つまり総量規制と金利制限という政策は、成功しているように思えます。

そんなわけで、見直しの検討というのは、いまひとつ、ピンとこない話です。

 

援軍は来ない

土曜日, 4月 12th, 2014
どうにもならない戦力差の中で
なんとか闘い続け、
唯一の希望は、もう少しで現れる強力な援軍。
しかし、援軍が来ないことが決まりました。

今年は、1週間に1回、小川でしか勝てません。
そして、他の先発の中で通用する人が出てくるのか
リリーフ陣がもう少しましになるのか
期待は裏切られ続けたままま、負けがかさんでいきます。

でも、館山が戻ってくれば、週に2回は勝ちを計算できる。
そうすれば、なんとか勝負になるかも、と期待してました。
しかし、館山は今季絶望とのことで、今シーズンでの援軍にはなりません。

穴の開いたバケツに水をいれるような試合が今後も続きそうです。
とにかく、バケツに水を入れるペースを早める以外にはありません。

例年だと、そろそろ、バレンティンが大爆発し始める季節です。

stap

金曜日, 4月 11th, 2014
STAP細胞が世の中を騒がせています。

STAP細胞の真偽によって,今の騒動の位置づけも
大きく変わってくるのでしょう。
怪しげな騒動事件なのか,
世紀の発見に伴うエピソードなのか。

哲学というのは,ある意味科学・学問になる前段階の
諸々の知的な営み,という面があります。
ある人の考えを,検証・反証し共有できる状況になって
科学なり学問なりになります。
たとえば,カントの認識論は,そういう検証ができないままですので
カントに対する尊敬に基づいて,その思想を研究することはできても
認識論という学問にはなっていません。

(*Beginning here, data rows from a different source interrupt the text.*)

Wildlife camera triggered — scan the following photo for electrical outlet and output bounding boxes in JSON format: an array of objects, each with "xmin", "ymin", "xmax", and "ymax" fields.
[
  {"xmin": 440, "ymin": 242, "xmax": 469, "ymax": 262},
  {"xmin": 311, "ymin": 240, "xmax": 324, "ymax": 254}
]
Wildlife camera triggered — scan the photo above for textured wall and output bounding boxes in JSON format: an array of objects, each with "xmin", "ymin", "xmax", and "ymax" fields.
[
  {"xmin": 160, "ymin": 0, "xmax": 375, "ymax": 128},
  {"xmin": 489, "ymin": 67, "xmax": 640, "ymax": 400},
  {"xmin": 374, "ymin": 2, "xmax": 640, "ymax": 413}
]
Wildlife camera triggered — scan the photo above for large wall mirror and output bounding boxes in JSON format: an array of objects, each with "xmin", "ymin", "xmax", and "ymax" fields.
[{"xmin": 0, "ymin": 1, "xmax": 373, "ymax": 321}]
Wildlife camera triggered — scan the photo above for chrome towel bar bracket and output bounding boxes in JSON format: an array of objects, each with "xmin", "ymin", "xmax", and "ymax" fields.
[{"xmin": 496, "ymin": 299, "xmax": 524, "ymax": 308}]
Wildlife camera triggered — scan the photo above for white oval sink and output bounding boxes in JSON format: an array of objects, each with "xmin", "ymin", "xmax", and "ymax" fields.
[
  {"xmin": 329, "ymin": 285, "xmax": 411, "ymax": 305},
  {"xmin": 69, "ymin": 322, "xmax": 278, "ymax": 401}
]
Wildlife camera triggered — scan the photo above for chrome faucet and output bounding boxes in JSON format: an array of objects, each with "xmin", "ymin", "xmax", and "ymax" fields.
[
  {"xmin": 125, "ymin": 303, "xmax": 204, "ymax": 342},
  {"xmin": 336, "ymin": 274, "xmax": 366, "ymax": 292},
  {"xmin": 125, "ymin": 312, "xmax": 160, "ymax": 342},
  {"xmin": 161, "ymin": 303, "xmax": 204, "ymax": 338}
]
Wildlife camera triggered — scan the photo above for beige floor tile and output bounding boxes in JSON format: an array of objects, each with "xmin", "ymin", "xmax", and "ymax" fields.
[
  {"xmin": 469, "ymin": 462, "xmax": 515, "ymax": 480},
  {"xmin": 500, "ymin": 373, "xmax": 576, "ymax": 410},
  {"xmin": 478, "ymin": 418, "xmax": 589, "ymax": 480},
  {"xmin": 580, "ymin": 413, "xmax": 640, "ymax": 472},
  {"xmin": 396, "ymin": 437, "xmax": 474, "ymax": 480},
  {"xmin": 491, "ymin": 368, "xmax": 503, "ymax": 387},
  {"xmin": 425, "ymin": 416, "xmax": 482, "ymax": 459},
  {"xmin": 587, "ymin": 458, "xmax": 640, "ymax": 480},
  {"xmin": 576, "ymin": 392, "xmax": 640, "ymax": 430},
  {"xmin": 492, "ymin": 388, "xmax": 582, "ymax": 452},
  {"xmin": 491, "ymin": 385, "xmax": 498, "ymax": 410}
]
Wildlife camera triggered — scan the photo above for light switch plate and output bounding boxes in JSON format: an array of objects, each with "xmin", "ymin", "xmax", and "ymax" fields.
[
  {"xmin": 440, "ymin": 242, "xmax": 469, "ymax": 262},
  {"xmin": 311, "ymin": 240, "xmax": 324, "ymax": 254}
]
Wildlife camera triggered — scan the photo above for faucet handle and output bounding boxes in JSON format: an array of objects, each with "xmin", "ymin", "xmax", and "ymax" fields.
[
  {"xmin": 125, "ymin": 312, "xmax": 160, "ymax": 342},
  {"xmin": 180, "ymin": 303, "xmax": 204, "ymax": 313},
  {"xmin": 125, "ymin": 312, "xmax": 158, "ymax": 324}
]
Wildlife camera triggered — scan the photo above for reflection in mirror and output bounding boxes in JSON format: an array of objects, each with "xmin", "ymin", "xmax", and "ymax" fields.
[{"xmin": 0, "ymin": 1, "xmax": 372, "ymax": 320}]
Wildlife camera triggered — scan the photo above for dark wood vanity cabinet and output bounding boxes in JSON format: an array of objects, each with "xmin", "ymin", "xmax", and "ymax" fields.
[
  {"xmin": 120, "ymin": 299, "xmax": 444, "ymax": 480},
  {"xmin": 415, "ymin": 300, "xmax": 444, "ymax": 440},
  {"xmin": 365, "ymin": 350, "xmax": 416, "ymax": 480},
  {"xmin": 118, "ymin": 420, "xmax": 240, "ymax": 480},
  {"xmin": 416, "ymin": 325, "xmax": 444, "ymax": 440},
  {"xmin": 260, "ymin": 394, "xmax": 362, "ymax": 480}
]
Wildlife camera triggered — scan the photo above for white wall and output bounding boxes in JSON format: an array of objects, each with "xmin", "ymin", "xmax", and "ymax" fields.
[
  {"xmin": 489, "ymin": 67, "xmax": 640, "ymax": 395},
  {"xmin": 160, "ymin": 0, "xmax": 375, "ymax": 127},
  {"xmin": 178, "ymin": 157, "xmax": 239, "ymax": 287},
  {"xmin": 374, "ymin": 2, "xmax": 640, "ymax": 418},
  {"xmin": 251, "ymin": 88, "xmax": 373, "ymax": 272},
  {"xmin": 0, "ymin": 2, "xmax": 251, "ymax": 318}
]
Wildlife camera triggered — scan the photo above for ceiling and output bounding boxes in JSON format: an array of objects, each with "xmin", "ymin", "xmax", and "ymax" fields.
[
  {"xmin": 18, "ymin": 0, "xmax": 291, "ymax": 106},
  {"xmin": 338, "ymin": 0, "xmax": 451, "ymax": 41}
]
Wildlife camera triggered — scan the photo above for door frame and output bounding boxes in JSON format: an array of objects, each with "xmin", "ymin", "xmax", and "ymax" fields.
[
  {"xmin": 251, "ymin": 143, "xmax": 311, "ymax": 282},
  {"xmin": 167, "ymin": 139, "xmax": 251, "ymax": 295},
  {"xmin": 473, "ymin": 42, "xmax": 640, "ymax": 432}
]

だから哲学です。
STAPの有無ということは,哲学・思想ということではなく,
他の人も再現できて検証できるか,ということで真偽を明らかにできるはずです。

そういう点では,小保方氏の会見は,STAPの真偽において何ら意味はないはず。
ですが,諸々で,小保方氏に同情的な意見も多く耳にします
その多くは,STAPも真実なのではないかとの印象をほのめかしています。
これは,弁護士の立場からすると興味深い。
やはり,どのような見た目・属性の人が,どのように発言するかによって
本来,無関係なところについて,心証が形成されるというのが人間のクセなのでしょう。
仮に,落合博満氏のような人が,お前らに言ってもどうせわからないだろうけど
という態度で,概念的にはほぼ同内容のことを伝えたとしても
STAPは真実なのではないか,と思わせることはできなかったように思います。

まあ,科学的に立証できなくても,これだけ多くの人が信じている状況であれば
商業的には価値がありそうです。
リケンのSTAPスープとか,健康補助食品として生き残るのかも知れません。

 

民主主義不適格

木曜日, 4月 10th, 2014
委任不適格とでもいうことがあります。

弁護士と依頼者との間の契約は委任契約と言います。
モノの売り買いのように一回きりではなく継続しますし,
依頼した弁護士の裁量に,ある程度まかせることになりますので
弁護士と依頼者との信頼関係がないと成り立ちません。

マレですが,相談者の中に,弁護士というもの(場合によっては人間全般)
について不信感が強くて,とてもじゃないが,
信頼して任せるなんてできないという方がいます。
そういう場合は,委任契約を締結することはできないので
交渉であれば,裁判であれば自分ですることをお勧めすることになります。
これを委任不適格と呼びます(私が呼んでいるだけで学問用語ではないです)。

さて,最近の安部政権の動きについて,
弁護士会に属しているせいか,朝日新聞を読んでいるせいか
何かよからぬことを企んでいて,日本がとんでもないことになる
とでもいう論調にたびたびふれます。
安部政権がなにをしようが,いずれは選挙があるわけだし,
将来,仮に戦争だなんだという場合も民主主義の枠組みの中できまるはずです。
そして,批判の対象になっている集団的自衛権だなんだということは
他の民主主義の先進国では当たり前のことで,別に邪悪な国家のマネゴト
をしようとしてるわけではありません。
結局のところ,批判の根っこにあるのは,他の欧米諸国と違い
日本の民主主義は機能しないに違いない
という民主主義に対する不信なのだろうと思います。

民衆の多数決に信頼して任せるなんて,とんでもない。
ろくでもなく,おそろしいことになる。
別にこれは,珍しい考えではなく,
そういう考えに基づいて一党独裁を行っている国も多くあります。

まあ,世の中全体のことを真剣に考えて思い詰めれば詰めるほど
おかしな考えにとりつかれて,先鋭化するというのが人間の悲しいサガですので,
なんともいいようもありませんが。

 
 

ベゾス2

木曜日, 4月 3rd, 2014
アマゾン創業者のジェフベゾスのことを書いた本について
前回,書きましたが,よくよく考えてみると,
本の内容を素直に受け止めすぎていたようです。

ジェフベゾスが,私が出会った人達とは
全く次元が違うくらい優れた人である
という結論はおそらく間違いです。
そうであるかのように,著者が書いている
というのが正解と思います。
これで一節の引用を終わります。